An edited fake.
....a complete fake. I was one of the first people to fly the Giles 200 aerobatic aircraft (the same model shown in the video). It's a Lycoming AEI0-360 powered single seat all composite monoplane and the wing spar runs from wing tip to wing tip. The video was an edited compilation of footage from a remote control RC model airplane painted to resemble the full-size aircraft shown at the end of the video that was turned so that the missing wing (that wasn't missing from the full-size aircraft) wouldn't give it away. The composite wing spar of the Giles 200 has never had an in-flight failure and the little airplane is capable of pulling 11 G's in cold dense sea level air at 230 mph. The wing itself wouldn't break at 18+ G's during static testing. In-flight at the maximum speeds that plane is capable of flying the wing will high-speed stall long before it breaks. If it did break the full span spar would not break cleanly at the fuselage wing root and you would see a trail of push pull tubes, fuel lines, and electrical lines trailing from both the fuselage and wing itself. The most notable thing about the Giles 200 is its spectacular roll rate of 720° per second. It rolls so quickly and the aircraft is so unstable that it never achieved success as a competition aerobatic aircraft.

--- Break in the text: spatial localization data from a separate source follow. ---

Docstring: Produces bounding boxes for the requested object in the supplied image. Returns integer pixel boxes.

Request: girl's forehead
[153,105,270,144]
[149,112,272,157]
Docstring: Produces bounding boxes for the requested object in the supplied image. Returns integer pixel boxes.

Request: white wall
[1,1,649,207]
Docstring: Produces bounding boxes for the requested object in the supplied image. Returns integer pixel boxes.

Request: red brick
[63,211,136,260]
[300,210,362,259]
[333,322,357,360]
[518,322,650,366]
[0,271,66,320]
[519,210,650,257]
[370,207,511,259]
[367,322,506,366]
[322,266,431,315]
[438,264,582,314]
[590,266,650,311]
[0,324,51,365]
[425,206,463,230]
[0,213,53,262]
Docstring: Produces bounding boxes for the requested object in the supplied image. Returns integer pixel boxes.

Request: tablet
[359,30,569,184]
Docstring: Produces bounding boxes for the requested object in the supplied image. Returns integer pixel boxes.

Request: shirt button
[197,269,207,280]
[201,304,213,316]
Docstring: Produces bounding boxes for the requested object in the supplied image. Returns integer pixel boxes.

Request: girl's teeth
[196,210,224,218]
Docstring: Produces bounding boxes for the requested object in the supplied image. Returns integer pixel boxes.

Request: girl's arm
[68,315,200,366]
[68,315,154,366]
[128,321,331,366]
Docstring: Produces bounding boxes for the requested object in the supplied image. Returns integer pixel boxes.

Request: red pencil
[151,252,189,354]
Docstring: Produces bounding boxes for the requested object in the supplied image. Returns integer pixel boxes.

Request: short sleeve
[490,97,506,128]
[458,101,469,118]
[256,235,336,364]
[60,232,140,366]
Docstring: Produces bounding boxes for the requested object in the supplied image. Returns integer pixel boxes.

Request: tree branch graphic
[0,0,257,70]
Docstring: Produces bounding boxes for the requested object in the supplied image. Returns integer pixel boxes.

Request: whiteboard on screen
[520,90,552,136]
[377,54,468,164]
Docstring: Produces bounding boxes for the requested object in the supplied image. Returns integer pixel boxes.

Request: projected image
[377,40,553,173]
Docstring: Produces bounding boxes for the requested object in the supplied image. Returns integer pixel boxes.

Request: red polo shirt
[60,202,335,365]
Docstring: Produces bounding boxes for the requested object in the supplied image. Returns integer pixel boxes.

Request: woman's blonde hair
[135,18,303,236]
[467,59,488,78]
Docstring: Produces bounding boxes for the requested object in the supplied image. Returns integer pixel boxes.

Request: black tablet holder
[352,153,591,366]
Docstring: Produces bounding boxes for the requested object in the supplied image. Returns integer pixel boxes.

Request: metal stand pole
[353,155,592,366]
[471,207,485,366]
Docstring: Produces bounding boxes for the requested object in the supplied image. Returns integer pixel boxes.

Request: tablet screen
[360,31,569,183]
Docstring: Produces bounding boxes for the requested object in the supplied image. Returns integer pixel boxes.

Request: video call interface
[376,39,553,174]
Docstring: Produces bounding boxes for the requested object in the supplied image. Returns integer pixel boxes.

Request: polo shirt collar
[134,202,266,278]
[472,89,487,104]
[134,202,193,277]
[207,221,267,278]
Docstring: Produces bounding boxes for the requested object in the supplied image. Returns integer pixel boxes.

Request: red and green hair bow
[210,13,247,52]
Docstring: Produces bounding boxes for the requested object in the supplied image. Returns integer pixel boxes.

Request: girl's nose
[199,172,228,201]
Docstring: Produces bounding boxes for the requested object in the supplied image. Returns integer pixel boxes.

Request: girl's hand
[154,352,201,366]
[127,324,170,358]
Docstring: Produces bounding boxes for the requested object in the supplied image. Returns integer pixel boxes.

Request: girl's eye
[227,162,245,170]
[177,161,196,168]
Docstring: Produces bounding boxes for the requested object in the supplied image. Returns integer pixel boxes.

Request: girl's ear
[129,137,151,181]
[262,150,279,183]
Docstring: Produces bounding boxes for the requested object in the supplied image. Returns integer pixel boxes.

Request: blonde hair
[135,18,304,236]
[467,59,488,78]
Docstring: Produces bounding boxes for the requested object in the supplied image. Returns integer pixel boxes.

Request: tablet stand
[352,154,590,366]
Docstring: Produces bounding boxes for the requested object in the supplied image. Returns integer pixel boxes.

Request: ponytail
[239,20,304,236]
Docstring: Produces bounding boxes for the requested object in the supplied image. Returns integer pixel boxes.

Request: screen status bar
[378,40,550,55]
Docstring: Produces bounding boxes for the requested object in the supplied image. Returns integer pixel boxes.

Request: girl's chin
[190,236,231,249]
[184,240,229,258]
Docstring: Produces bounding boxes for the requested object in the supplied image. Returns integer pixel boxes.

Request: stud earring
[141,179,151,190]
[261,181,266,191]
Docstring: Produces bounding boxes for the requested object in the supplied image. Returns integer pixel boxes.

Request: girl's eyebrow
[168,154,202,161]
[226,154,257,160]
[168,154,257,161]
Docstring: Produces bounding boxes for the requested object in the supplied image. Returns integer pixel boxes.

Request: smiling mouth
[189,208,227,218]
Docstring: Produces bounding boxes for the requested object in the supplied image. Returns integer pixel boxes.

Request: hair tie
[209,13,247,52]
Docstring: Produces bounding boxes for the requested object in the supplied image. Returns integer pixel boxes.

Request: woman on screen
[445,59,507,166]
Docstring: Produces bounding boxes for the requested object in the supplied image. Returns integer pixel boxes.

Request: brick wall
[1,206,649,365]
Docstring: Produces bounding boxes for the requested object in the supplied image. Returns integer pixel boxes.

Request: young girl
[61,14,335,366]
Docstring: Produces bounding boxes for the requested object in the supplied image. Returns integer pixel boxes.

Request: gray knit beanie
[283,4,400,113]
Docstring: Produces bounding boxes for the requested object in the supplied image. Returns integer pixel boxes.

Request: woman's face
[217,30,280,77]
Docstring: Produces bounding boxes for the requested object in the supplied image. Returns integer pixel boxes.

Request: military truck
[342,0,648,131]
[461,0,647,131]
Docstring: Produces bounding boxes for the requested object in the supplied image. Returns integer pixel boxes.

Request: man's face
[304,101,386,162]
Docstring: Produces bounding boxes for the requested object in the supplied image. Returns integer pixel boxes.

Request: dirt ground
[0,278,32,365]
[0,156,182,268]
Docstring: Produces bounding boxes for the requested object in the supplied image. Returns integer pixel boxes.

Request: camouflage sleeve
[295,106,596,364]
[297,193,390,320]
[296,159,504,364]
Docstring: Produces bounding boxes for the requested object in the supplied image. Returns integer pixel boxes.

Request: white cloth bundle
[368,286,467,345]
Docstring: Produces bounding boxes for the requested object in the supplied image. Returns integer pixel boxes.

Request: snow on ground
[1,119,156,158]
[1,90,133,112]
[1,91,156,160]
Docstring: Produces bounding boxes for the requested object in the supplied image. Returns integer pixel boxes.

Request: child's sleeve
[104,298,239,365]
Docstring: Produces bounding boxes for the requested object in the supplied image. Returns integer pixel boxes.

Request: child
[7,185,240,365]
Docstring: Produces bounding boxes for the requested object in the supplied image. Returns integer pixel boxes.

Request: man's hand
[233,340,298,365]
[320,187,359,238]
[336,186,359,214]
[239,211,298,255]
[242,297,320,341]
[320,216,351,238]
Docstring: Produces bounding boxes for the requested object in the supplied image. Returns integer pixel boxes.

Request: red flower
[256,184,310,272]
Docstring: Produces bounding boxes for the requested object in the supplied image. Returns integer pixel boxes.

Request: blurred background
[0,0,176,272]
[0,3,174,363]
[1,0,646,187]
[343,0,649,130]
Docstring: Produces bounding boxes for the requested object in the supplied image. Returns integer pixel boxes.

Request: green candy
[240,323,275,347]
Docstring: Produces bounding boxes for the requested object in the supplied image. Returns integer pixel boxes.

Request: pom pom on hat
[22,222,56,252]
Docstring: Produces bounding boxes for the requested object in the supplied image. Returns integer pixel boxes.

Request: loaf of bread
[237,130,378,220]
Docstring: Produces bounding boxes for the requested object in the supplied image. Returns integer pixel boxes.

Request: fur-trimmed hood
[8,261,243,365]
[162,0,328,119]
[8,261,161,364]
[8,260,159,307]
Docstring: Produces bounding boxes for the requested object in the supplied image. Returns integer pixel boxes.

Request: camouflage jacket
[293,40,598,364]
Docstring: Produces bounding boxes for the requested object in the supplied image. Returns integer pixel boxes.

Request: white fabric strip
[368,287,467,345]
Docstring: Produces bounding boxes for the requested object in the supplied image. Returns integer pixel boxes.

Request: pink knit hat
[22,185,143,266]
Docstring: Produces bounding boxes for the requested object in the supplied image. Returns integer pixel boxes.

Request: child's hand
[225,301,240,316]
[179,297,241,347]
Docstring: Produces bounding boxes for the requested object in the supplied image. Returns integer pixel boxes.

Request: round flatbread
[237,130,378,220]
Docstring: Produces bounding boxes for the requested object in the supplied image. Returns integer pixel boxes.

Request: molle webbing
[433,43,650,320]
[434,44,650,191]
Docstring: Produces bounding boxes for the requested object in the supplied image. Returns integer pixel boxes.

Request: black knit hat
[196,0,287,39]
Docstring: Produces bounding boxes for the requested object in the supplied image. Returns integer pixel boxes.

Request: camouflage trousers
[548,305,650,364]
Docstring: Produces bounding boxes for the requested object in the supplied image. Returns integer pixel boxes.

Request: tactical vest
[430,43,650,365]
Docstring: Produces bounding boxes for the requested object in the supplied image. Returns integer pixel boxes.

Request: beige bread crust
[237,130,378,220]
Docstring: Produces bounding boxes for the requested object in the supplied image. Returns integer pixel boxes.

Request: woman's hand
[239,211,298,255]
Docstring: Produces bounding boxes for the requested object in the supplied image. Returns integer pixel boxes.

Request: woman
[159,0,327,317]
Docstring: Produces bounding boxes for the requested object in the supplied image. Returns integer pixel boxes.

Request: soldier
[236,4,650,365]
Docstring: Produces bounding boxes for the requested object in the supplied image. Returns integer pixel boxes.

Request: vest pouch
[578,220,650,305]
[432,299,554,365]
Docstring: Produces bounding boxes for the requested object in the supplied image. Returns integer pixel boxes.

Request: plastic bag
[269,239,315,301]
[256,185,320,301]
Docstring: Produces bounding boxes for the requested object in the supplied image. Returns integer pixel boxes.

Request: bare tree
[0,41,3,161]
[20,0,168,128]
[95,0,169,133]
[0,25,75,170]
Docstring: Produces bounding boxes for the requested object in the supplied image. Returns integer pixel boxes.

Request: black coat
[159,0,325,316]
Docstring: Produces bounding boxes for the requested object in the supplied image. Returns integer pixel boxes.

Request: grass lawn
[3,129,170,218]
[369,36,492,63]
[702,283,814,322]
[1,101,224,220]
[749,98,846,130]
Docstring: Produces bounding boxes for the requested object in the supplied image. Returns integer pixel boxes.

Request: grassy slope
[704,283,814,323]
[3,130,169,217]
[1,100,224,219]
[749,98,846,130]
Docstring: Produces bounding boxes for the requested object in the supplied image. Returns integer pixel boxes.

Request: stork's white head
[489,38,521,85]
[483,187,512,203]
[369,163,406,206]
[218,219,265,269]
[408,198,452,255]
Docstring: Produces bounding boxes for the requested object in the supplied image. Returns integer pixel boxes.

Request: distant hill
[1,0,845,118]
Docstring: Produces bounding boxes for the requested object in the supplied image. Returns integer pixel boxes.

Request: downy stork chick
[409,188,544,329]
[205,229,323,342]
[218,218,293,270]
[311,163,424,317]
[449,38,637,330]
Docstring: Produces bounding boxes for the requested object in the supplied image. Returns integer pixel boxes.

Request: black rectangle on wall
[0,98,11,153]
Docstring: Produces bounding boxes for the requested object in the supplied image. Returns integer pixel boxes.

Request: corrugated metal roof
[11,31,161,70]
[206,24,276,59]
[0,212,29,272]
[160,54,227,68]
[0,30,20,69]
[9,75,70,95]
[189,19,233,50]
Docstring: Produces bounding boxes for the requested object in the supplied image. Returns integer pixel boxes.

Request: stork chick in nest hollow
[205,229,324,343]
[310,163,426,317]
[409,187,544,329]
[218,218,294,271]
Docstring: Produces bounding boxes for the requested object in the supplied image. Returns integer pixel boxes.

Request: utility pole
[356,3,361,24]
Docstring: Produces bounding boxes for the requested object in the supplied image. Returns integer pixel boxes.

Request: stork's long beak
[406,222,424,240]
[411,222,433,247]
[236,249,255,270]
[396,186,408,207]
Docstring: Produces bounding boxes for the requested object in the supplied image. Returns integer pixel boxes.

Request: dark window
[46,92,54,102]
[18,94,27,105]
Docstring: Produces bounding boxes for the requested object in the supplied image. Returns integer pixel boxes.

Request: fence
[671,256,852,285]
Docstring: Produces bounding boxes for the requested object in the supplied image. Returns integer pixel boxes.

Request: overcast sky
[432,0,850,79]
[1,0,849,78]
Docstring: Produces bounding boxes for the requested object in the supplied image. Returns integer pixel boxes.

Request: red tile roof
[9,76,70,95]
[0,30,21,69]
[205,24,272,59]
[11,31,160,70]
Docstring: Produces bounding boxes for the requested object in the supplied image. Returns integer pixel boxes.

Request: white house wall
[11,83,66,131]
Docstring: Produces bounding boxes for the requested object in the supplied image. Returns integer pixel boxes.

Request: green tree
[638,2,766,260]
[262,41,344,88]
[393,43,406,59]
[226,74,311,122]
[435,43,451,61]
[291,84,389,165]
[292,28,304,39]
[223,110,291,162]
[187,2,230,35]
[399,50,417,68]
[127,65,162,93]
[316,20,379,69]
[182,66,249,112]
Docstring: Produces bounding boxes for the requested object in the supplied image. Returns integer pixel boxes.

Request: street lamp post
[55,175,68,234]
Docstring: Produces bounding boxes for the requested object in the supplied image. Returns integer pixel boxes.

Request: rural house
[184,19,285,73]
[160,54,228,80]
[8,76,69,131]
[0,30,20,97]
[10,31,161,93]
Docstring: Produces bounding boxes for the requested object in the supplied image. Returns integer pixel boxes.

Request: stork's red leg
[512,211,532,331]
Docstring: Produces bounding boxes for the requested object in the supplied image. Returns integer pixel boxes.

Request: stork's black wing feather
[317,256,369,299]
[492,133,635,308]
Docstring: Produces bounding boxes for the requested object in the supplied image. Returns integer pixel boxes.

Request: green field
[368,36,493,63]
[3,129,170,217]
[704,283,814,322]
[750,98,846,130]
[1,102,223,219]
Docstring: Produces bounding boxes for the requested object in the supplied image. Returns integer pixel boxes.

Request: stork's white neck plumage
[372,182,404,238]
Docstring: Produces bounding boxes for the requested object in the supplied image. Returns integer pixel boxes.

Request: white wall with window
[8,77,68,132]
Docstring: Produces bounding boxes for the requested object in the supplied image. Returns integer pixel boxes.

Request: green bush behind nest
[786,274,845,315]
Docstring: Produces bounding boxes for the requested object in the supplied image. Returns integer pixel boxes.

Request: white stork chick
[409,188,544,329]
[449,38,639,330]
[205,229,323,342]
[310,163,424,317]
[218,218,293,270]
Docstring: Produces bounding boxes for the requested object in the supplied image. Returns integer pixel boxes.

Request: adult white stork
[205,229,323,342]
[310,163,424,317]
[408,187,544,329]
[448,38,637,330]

An RC model aircraft has 10 times the power to weight ratio of an actual full-size airplane and they can be flown with just one wing. I have seen the video of the RC pilot successfully landing this remote-control plane and he was justifiably proud of the accomplishment. Having personally wrung the wiz out of the real thing I can definitively state that while the G200 will sustain knife edge flight (barely) it would not be able to climb, pull out of the dive, or flair to land with only one wing. Cheers.